Матери Кольки Ермолаева в Иветте понравилась лишь ее внешность, вернее, именно эта молодая, эффектная внешность матери Кольки Ермолаева как раз и не понравилась. Мать заподозрила обычную экспансию, когда увидела рядом со своим мешкотным и воодушевленным сыном, одетым в рваный, рабочий свитерок, слишком рослую, белокурую штучку на каблуках, которая даже не удосужилась разуться, прежде чем пройти в комнаты. Лицо ее было свежее, ясное, прозрачное, но лисье. Ресницы у нее были длинные, но редкие. Губы складывались в мягкий, симметричный узор, но над ними, стоило ей чуть-чуть улыбнуться одною стороной, образовывалась такая неприятная, хулиганская складка, что хоть глаза зажмуривай, чтобы с души не стало воротить. Старая женщина с болезненным пониманием посмотрела тогда перед собой на пол, на две пары ног, поставленные рядом, как будто отрубленные, одни — в узконосых, фиолетовых, с ажурной перфорацией сапожках, другие, сына Кольки, — распухшие, в грязно-белых камвольных носках, словно забинтованные. Мать начинала предостерегать сына: «Иветта эта — блядь. Ты говоришь, живет в общежитии? Правильно, тащи ее в дом, прописывай. Я-то умру скоро, а тебя она выгонит на улицу. Бомжом станешь, сыночек. Блядь она, сыночек». — «Маманя, маманя, при чем здесь, что ты говоришь? Она мне подходит». — «Она блядь, сыночек». — «Маманя, маманя, при чем здесь, зачем ты так говоришь?!»

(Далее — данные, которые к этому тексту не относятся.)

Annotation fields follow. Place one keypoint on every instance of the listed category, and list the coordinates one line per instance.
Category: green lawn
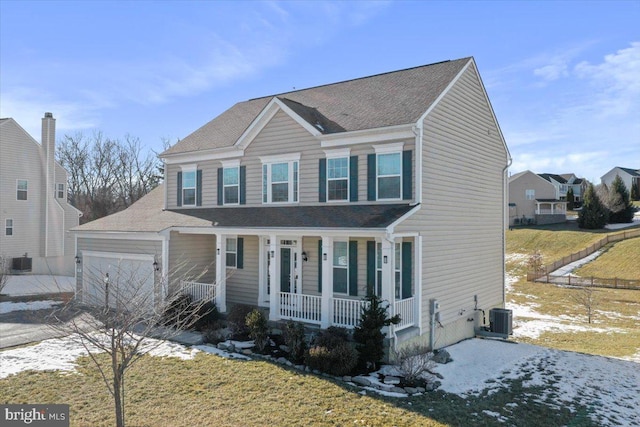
(622, 260)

Тело тети Жени везли на кладбище нелепым, будто показательным маршрутом, по линиям, по набережным, по Фонтанке, словно давали огромному городу возможность проститься с бедной, маленькой, старой женщиной как с какой-то значительной персоной, за которой стоит великое, до конца не оцененное явление. Предположить же обратное, что это умершей бабушке в качестве благотворительности позволяли в последний раз лицезреть Петербург, было бы еще большим нонсенсом. Во-первых, Петербург для тети Жени ничего особенного не значил, но даже если бы он что-то и значил — есть ли на свете нечто более путаное и несовместимое, чем легендарный образ Петербурга и конкретное, безвестное, бездыханное тело?